Practical Considerations
SVD tends to be more computationally expensive than some forms of EVD for very large matrices. However, many optimized algorithms (e.g., randomized SVD) can handle large-scale problems more efficiently than naive methods.
In many ML pipelines, data matrices are tall (more rows than columns) or wide (more columns than rows), making SVD the natural go-to technique.
The singular values provide a direct measure of the energy or importance of corresponding singular vectors (dimensions), which is particularly convenient for rank selection and regularization.
Follow-up Questions
How does SVD handle rectangular matrices compared to EVD?
EVD is typically defined for square matrices. It relies on the idea of diagonalizing a matrix or putting it in some canonical form that depends on eigenvalues and eigenvectors. If your data matrix is not square, then EVD cannot be directly applied. By contrast, SVD factorizes a rectangular matrix into U, Sigma, and V^T. This is extremely useful when dealing with data tables that are m x n, which is the usual scenario in many real-world applications (e.g., more data points than features or more features than data points).
What makes the singular values so important for dimensionality reduction?
Singular values in Sigma appear in descending order, reflecting how much “energy” or variance is captured by each corresponding singular vector. In tasks like PCA, we might only keep the largest singular values and their vectors to form a low-rank representation. By doing so, we filter out directions in the data that contribute relatively little to the overall variance, effectively removing noise or redundant dimensions. This makes SVD crucial for compressing data or extracting the most informative dimensions.
Can we interpret the left and right singular vectors similarly to eigenvectors?
Yes, with some nuance. The left-singular vectors (columns of U) represent orthonormal directions in the original m-dimensional space, showing how the rows of the matrix align with principal components. The right-singular vectors (columns of V) represent orthonormal directions in the n-dimensional feature space. They can be interpreted much like eigenvectors in that they provide a basis where the matrix has a particularly simple “diagonal” structure (the Sigma matrix). However, they do not necessarily relate to “eigenvalues” of A directly; instead, the singular values are the square roots of the eigenvalues of A^T A (or A A^T).
What is the computational complexity comparison of SVD vs. EVD?
For a dense n x n matrix:
A full SVD typically has a complexity of O(n^3).
An EVD for a symmetric matrix has a similar cost, also on the order of O(n^3).

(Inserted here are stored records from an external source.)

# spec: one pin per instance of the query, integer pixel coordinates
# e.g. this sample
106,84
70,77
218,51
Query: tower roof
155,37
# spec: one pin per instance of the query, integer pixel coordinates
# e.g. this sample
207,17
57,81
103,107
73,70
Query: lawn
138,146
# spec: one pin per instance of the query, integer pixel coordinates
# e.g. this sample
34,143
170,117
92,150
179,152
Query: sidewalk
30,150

For m x n matrices with m >> n or n >> m, specialized algorithms can compute the SVD in O(min(m,n)^2 * max(m,n)). In practice, if you need a small subset of singular values, you can use approximate or randomized SVD methods, which significantly reduce the computation time while retaining high accuracy. EVD for non-square matrices is not directly applicable in its standard form, so comparing them directly may not always make sense unless you are dealing with a square matrix.

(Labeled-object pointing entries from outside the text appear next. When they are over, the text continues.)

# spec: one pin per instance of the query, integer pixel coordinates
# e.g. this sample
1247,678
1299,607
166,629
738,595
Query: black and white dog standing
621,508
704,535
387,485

Where do we see SVD commonly applied in deep learning frameworks?
In deep learning, SVD appears in:
Weight Regularization: One can regularize by bounding the singular values of weight matrices to improve generalization or stability.
Compression of Trained Networks: Truncating the SVD of large weight matrices can reduce parameter count without drastically harming performance.

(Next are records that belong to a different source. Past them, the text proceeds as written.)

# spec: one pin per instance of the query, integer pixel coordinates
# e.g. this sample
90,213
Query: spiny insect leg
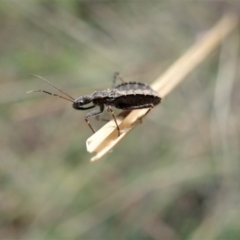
95,112
109,109
115,77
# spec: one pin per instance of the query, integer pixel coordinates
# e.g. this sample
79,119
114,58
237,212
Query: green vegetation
176,176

Initialization or Factorization: Some layers can be factorized using SVD-like methods to reduce dimensionality and computational load.
Understanding Internal Representation: Examining the singular values of internal activations can reveal if layers or sub-networks have rank deficiencies or are overfitting.
These practical benefits, along with SVD’s guaranteed existence for any shape of matrix, explain why SVD is often more versatile than traditional eigendecomposition methods for many machine learning applications.